Secondo i sostenitori del No solamente con la privatizzazione si potrà fare fronte ai costi di una rete infrastrutturale ormai obsoleta. Secondo i sostenitori del Sì l’acqua è un bene che deve essere universalmente garantito. Qual è la scelta più conveniente per i cittadini?

L’art. 23bis è una risposta sproporzionata a un problema che non può né deve tuttavia negarsi. La gestione pubblica in Italia, spesso inefficiente perché vittima di logiche politiche o clientelari, dunque non orientata all’interesse pubblico (o bene comune che dir si voglia), non sempre ha potuto esprimere tutte le sue potenzialità e i suoi benefici. Ma da una cattiva o deviata applicazione del modello non può farsi derivare l’inidoneità ontologica dello stesso. Non vi è dubbio che gli investimenti strutturali siano necessari e improrogabili ma è irragionevole imporre che sia un operatore privato a chiedere al mercato finanziario i prestiti necessari (nell’era post-crisi è ormai evidente che le risorse non stanno nel mercato industriale ma in quello finanziario) quando potrebbe farlo direttamente l’ente locale a condizioni non deteriori. All’indomani del referendum, qualunque ne sia l’esito, è conveniente per i cittadini non smettere di battersi con tutti i mezzi per pretendere una gestione non partitica ma realmente comune delle molte eccellenti società di servizio pubblico esistenti in tutt’Italia.

Quali sono le differenze fra un sistema che assorbe i costi con la fiscalità generale e uno che si affida alle tariffe?

Sono sistemi fondati su scelte politiche differenti (legare il costo al consumo effettivo o prescinderne) che comunque dovrebbero sempre accompagnarsi a meccanismi (tariffari o di compensazione pubblica) a favore delle categorie deboli. La tariffa deve dipendere sia dal consumo effettivo (anche per incentivare il risparmio) che dal reddito dell’utente. Più che il sistema prescelto e il relativo meccanismo tariffario è fondamentale la loro trasparenza: è necessario sapere esattamente “chi paga cosa” e “quanto costa”. Per questo le direttive europee impongono agli stati membri di garantire la copertura dei costi di tutela, conservazione e depurazione delle acque, non importa come.

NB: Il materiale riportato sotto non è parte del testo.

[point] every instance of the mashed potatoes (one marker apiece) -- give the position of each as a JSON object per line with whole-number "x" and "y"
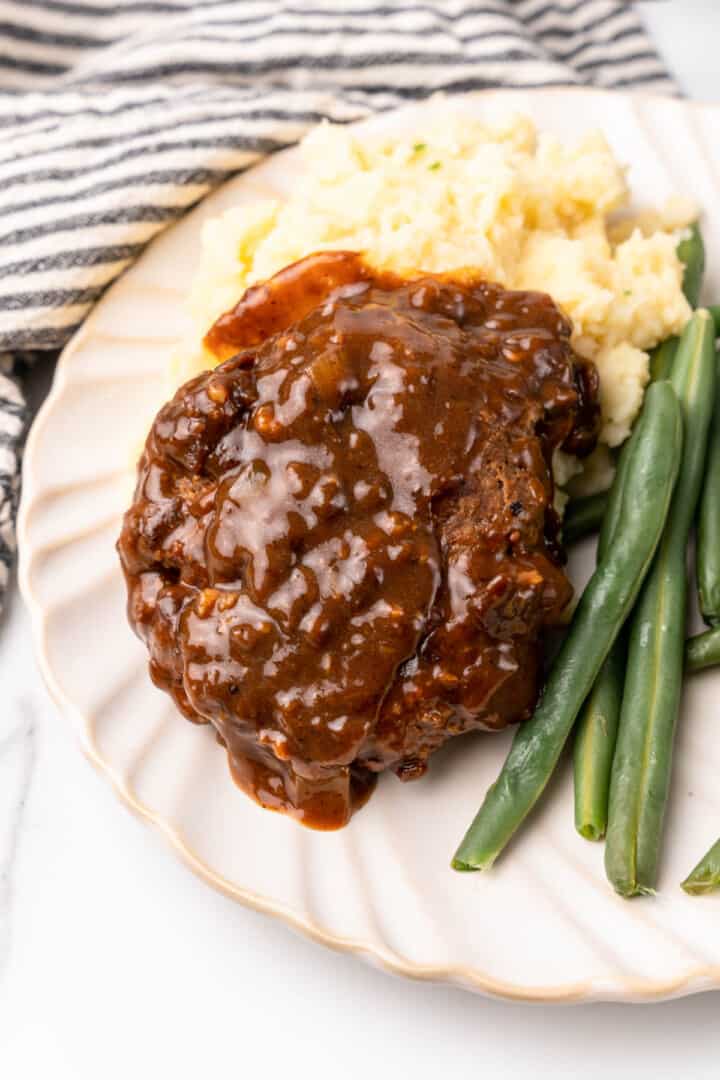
{"x": 520, "y": 207}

Restando all’Italia cosa è accaduto laddove si è utilizzato un sistema privato o misto pubblico/privato?

Il coinvolgimento di operatori privati richiede una forte capacità di controllo, vigilanza e contrasto degli inadempimenti che è sovente mancato in Italia (si pensi agli investimenti infrastrutturali autostradali o nelle telecomunicazioni, cronicamente disattesi). Passare da un sistema organizzativo (in house) a moduli contrattuali con operatori privati implica una grande professionalità nella preparazione della gara e nella successiva gestione della relazione negoziale e non sempre le pubbliche amministrazioni italiane sono adeguatamente attrezzate a tal fine. L’operatore privato adeguatamente mantenuto “in tensione” può fornire apporti importanti ma ciò impone di ridurre le asimmetrie informative, anche attraverso l’istituzione di autorità di regolazione.

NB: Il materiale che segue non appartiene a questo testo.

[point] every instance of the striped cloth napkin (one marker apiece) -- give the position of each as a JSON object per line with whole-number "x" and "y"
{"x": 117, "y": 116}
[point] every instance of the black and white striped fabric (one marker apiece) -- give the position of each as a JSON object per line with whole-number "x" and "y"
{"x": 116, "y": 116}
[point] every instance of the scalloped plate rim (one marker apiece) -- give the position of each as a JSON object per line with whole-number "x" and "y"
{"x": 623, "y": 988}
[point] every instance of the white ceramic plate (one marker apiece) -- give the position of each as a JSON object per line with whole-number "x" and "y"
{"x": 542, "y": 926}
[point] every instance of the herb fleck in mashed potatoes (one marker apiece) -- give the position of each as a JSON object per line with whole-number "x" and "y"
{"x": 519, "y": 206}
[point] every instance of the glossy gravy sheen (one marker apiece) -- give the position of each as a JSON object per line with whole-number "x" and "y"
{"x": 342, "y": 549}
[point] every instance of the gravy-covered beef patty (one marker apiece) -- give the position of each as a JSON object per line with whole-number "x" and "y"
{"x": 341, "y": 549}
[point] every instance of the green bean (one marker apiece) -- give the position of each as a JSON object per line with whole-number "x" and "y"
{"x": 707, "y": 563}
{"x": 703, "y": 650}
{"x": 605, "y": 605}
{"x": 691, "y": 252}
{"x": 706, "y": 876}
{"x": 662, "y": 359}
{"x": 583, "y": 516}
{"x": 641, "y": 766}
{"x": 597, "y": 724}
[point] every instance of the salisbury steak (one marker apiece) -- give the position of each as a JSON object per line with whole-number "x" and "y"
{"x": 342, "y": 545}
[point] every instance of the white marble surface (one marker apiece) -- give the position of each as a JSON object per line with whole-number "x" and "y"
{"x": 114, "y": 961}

Mentre a Parigi l’acqua è tornata pubblica dopo una battaglia durata anni, in Italia si vuole compiere il percorso inverso. Il caso parigino è un modello o un unicum?

È un’alternativa sempre presente nel panorama del diritto: definire cosa debba fare lo Stato e cosa il mercato. I fallimenti del mercato che giustificano l’intervento pubblico sono diversamente interpretati nelle stagioni della storia (i patrizi romani si connettevano a loro spese alla rete pubblica, noi oggi lo garantiamo a tutti senza pretendere la corresponsione del costo effettivo). La scelta italiana non ha nulla a che vedere col diritto europeo ma dipende esclusivamente dall’incapacità del sistema di imporsi meccanismi di valutazione dell’efficienza nella scelta dei modelli di gestione. Certamente è sconsigliabile introdurre mercati dove manca il potere d’acquisto per procacciarsi beni essenziali come l’acqua e sarebbe opportuno prevedere strumenti di controllo della performance delle società in house con riferimento alle condizioni offerte dal mercato, senza imporre la dismissione coattiva in un unico momento di un patrimonio sociale costruito in un secolo e finanziato dai contribuenti.